Tigers are particularly beautiful animals that are seriously endangered with numbers ranging in only a few thousand throughout India and southern China. However, there is another cat that lives in the harsh terrain of China, Mongolia and India that is equally as striking as the tiger and, unfortunately, also threatened with extinction: the snow leopard.
The snow leopard is a relative newcomer to the conservation scene, having only been first photographed in the wild in the 1970s, with concerted efforts to protect this animal starting a decade later. The target of poachers who value its fur on the black market, the snow leopard's population has been estimated to be as low as 3,500.
However, casting a ray of hope on the future of this feline predator, an international joint effort is getting underway to protect the snow leopard, bringing together several conservation organizations from the United Kingdom and Asia. Involved in this effort is UK's Nature Conservation Foundation (NCF), the Whitley Fund for Nature (WFN), and the BBC Wildlife Fund (the BBC brought the snow leopard to the attention of television viewers with rare footage shot for the Planet Earth series). Also involved are the Snow Leopard Trust (SLT), the Snow Leopard Conservation Fund in Mongolia, and members of China's Peking University. It is hoped that through this concerted, cooperative strategy, progress can be achieved in environmental education, community‐based wildlife monitoring, anti‐poaching programs, and cross‐collaboration between regional and national government offices.
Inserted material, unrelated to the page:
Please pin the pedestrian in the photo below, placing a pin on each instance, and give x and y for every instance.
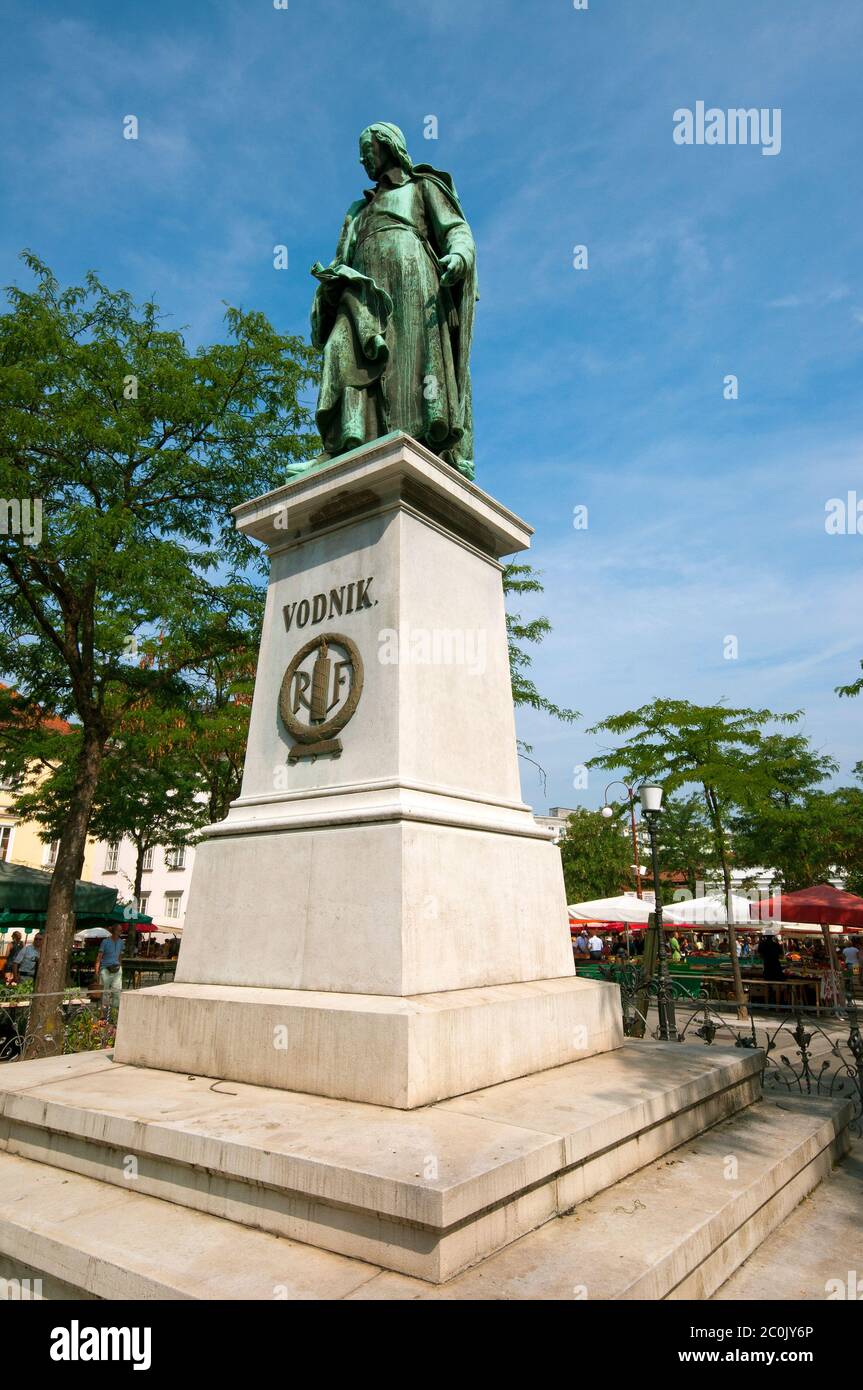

According to a recent press release, Dr. Charudutt Mishra, Trustee of NCF and Science and Conservation Director of the SLT, said “This is the first large, multi‐country project of its kind for snow leopards and it’s a huge leap forward for the species.”
Believing that global efforts like these to protect a keystone species can set the stage for international cooperation to protect other endangered species, Georgina Domberger, Director of WFN, said “It’s great to say you’re going to protect an endangered species—but what does that mean? We can’t save all of them at once, but we are coming up with a way to protect some of the most important population centers we can, and then we hope to build outwards from there. We all love snow leopards for their beauty and charisma, and since they are at the top of the wildlife pyramid, we know helping them will help the entire ecosystem.”
Let's hope that through global cooperation, Ms. Domberger's assessment that we can't save all of the endangered species at once will only be a passing reality. Threatened and endangered species are a reflection of our fate as well. Perhaps we can't stop the theorized Sixth Great Extinction that is taking place because of the impact of humankind, but I would like to think that we could certainly slow it down a notch or two. I'm sure the snow leopard would appreciate it.